Received: February 27, 2021
Peer-review started: February 27, 2021
First decision: April 20, 2021
Revised: April 21, 2021
Accepted: August 24, 2021
Article in press: August 24, 2021
Published online: September 26, 2021

Abstract

Despite a vast amount of different methods, protocols and cryoprotective agents (CPA), stem cells are often frozen using standard protocols that have been optimized for use with cell lines, rather than with stem cells. Relatively few comparative studies have been performed to assess the effects of cryopreservation methods on these stem cells. Dimethyl sulfoxide (DMSO) has been a key agent for the development of cryobiology and has been used universally for cryopreservation. However, the use of DMSO has been associated with in vitro and in vivo toxicity and has been shown to affect many cellular processes due to changes in DNA methylation and dysregulation of gene expression. Despite studies showing that DMSO may affect cell characteristics, DMSO remains the CPA of choice, both in a research setting and in the clinics. However, numerous alternatives to DMSO have been shown to hold promise for use as a CPA and include albumin, trehalose, sucrose, ethylene glycol, polyethylene glycol and many more. Here, we will discuss the use, advantages and disadvantages of these CPAs for cryopreservation of different types of stem cells, including hematopoietic stem cells, mesenchymal stromal/stem cells and induced pluripotent stem cells.

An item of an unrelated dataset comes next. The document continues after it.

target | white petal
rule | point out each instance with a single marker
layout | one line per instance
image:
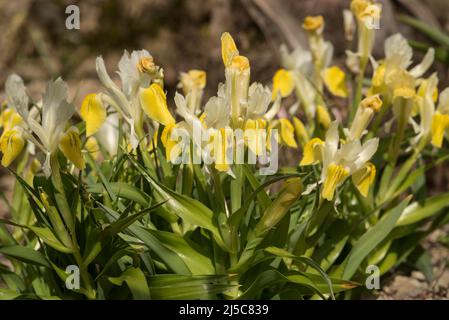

Keywords: Cryoprotective agents, Dimethyl sulfoxide, Hematopoietic stem cells, Mesenchymal stromal/stem cells, Induced pluripotent stem cells

Core Tip: The manuscript is an overview of current cryopreservation protocols used for cold storage of hematopoietic stem cells, mesenchymal stem cells and induced pluripotent stem cells. Although dimethyl sulfoxide (DMSO) is commonly used in cryopreservation of cell lines, primary cells and stem cells, the use of DMSO has been associated with certain toxicity, both directly on the cells, as well as upon infusion with the stem cell product. As a result of this many groups have undertaken efforts to find suitable replacements for DMSO that are equally potent but less toxic. In this review, we summarize the current status quo of stem cell freezing protocols and we describe the most commonly used cryoprotective agents and their effects on stem cells and stem cell function.